In the continuing fight against inflation currently dominating the monetary policy debate across industrialised economies, more central banks seem to be shifting toward the hawkish side of the spectrum. Today, the Reserve Bank of Australia (RBA) surprised investors with an unexpectedly high interest rate hike, while the Japanese central bank seems content to stay on the ‘easy money’ course of keeping rates low. Accordingly, today’s trading on key Asian Indices seemed mixed to many.
Kangaroo or Hawk?
Before today, June 7th, the market consensus regarding the Reserve Bank of Australia’s forthcoming interest rate decision had foreseen a hike of between 25 and 40 basis points. However, monetary policymakers down under surprised the markets with a jump of 50 basis points, or 0.85% higher interest rates, this morning.
While inflation rates in Australia are still relatively low when compared to those seen in the European Union or the United States, just topping 5% over the first quarter of this year, RBA Governor Philip Lowe has made it clear that in his estimation, the time to act is now.
Following the Australian central bank’s May 3rd policy meeting, interest rates in the country were raised by 25 basis points. Most analysts had expected this month’s summit to conclude with a similar decision, but the RBA moved to raise rates by the highest percentage in over two decades.
According to Lowe, it is imperative upon the bank’s board to normalise the monetary state of affairs in Australia and avoid a further jump in inflation that could weigh on the average citizen’s purchasing power. However, a relief from steady price jumps could be beyond the horizon at the moment.

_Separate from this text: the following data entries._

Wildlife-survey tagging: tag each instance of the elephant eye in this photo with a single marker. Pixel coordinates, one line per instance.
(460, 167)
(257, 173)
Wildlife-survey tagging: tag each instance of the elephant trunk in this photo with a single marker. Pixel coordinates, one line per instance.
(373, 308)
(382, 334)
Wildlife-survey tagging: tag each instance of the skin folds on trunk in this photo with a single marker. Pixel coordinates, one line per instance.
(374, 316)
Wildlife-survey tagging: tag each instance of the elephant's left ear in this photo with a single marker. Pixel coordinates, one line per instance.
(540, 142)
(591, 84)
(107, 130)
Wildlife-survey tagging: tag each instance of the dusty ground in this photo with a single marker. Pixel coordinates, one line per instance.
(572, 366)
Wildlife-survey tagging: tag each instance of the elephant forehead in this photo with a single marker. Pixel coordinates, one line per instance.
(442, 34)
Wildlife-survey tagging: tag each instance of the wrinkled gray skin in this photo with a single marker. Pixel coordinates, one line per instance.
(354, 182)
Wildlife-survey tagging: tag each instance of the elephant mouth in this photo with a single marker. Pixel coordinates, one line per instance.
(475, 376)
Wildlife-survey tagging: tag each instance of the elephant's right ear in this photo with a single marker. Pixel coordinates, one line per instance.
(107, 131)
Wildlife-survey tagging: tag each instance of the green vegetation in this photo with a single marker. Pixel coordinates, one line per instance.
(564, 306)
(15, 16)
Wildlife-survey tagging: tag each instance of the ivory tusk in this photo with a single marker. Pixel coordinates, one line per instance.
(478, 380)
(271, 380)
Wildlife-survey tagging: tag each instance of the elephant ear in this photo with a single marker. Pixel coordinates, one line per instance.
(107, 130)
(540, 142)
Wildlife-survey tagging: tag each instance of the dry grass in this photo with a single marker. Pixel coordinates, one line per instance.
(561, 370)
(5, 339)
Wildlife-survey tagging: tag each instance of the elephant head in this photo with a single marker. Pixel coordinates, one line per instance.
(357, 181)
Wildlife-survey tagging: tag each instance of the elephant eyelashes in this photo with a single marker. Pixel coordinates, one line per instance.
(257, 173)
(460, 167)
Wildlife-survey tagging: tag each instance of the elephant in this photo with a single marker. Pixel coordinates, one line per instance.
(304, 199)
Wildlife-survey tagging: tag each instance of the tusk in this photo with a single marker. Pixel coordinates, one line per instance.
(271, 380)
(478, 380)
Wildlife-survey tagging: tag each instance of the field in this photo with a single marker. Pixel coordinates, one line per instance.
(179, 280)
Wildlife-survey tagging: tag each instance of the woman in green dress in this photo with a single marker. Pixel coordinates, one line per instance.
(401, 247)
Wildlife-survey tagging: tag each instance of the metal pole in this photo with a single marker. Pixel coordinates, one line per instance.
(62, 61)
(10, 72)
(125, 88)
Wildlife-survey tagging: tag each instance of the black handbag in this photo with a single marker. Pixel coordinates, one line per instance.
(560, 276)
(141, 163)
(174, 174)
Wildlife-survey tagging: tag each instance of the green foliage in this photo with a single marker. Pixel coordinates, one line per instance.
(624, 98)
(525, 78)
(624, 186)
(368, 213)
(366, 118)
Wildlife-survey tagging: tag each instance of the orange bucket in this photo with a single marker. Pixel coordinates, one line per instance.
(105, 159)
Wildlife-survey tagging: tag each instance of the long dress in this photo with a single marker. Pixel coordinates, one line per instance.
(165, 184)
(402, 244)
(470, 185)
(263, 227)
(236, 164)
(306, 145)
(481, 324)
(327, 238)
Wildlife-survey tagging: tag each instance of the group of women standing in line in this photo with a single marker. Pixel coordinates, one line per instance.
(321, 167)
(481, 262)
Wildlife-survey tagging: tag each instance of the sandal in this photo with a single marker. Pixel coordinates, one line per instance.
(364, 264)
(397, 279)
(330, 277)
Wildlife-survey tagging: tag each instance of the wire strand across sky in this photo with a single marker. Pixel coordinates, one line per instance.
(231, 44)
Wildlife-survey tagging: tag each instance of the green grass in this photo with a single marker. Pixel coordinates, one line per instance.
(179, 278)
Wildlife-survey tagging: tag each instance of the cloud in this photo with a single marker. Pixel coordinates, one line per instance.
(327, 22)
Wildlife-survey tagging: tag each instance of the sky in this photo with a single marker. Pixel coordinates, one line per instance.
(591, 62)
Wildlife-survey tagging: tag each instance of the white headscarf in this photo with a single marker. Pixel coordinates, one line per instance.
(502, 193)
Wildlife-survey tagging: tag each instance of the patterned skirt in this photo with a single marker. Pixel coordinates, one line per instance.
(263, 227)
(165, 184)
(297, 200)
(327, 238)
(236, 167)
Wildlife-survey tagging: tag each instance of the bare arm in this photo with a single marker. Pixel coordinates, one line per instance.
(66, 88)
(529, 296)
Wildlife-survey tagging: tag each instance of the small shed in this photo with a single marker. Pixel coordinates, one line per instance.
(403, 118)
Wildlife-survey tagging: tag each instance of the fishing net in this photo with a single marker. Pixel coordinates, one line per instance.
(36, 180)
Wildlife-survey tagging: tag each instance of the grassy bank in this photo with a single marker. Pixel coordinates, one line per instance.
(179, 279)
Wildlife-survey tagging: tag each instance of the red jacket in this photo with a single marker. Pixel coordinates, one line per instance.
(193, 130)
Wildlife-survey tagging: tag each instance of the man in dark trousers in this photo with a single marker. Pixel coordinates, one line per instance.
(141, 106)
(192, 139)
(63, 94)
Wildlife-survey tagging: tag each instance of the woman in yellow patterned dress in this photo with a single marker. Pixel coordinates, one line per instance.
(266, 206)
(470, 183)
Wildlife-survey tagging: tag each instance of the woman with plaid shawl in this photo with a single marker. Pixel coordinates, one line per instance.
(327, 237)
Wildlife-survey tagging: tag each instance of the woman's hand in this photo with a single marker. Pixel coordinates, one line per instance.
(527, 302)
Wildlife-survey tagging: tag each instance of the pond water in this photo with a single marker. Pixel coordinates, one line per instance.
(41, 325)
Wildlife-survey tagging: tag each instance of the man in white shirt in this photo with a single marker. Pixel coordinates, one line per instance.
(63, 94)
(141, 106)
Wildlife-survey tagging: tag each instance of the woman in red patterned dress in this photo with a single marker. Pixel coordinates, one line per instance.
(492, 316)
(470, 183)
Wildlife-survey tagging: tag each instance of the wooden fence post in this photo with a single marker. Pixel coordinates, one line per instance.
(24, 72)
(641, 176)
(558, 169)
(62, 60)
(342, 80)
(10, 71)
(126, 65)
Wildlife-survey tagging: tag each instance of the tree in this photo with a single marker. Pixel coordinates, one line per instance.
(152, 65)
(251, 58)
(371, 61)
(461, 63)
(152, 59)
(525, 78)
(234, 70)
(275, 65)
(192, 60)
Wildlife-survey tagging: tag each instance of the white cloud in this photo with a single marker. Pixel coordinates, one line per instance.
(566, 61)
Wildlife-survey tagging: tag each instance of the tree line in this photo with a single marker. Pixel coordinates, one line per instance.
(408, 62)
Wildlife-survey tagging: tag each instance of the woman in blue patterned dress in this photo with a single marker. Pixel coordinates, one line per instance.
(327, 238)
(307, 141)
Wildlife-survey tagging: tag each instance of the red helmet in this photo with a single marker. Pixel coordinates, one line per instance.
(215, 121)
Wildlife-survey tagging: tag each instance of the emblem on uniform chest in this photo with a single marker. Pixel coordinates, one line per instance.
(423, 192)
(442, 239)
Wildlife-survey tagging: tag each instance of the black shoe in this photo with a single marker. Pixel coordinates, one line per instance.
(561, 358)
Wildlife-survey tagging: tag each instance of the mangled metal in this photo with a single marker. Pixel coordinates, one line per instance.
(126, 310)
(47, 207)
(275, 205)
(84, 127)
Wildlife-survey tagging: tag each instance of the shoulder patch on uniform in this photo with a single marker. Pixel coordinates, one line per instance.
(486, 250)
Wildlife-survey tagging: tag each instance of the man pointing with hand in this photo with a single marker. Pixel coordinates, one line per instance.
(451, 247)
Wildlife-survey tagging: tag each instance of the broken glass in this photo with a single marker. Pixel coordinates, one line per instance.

According to some estimates, inflation in Australia could top 6% in the second quarter, as high Oil (CL) and Natural Gas (NG) prices make heating less affordable during the southern hemisphere’s winter.
Japan Stays the Course
A few thousand kilometers to the north along the Pacific Rim, the picture painted by top central bank officials appears strikingly different. Even as central banks from China to the EU move away from the pandemic era’s policies of market support, the Bank of Japan seems determined to stay loose.
Yesterday, Bank of Japan President Haruhiko Kuroda reiterated previous policy statements, reaffirming that the Japanese central bank’s current top priority continues to be supporting the economy and avoiding a hike in interest rates. Part of this increasing divergence from the policy consensus taking shape over most of the developed world may be attributed to Japan’s relatively low inflation rate of 2.5%, the lowest among OECD countries.
Accordingly, rather than tamp down inflation, Kuroda and his peers want to keep inflation rates on the archipelago above the ‘ideal’ 2% annual level. While the measured increase in prices has already exceeded this goal, much of this may be attributed to anomalously high energy costs, as well as raw material prices which have risen due to continuing supply chain issues. In Kuroda’s estimation, the Japanese economy is still in need of a relatively looser monetary policy to recover from the economic aftereffects of the coronavirus.
One controversial outcome of the Bank of Japan’s insistence on hewing to the dovish line is the yen’s weakness. As the United States’ Federal Reserve, helmed by Jerome Powell, grows ever more hawkish, the greenback has been steadily gaining against the yen over the course of recent trading sessions. So far this month, as of the time of writing, the Forex pair USD/JPY has risen by over 3%, breaking a twenty-year record low earlier today before dropping slightly.
With the road ahead in the face of inflation still generally unclear, it may not have come as a surprise to savvy traders that today’s trading on major Asian Indices was generally mixed. The divergent signals being put out by different monetary policy institutions might be contributing to a market mood of uncertainty from Tokyo to Sydney.
Tokyo’s NIkkei 225 (Japan 225) eked out a 0.1% by the closing bell today, while as of the time of writing, Hong Kong’s Hang Seng Index (Hong Kong 50) is down by 0.5%. In the land down under, the ASX 200 (SPI 200) closed down over 1.5%, perhaps influenced by the Reserve Bank of Australia’s interest rate surprise.
For traders across Asia, the path ahead may still be shrouded in fog. Although developed economies are facing similar challenges posed by macroeconomic headwinds, albeit to varying extents, central bank decisions continue to widely diverge. Whether coming trading sessions in Asia and beyond will see a recovery or a further drop is as yet unknown to analysts and investors alike.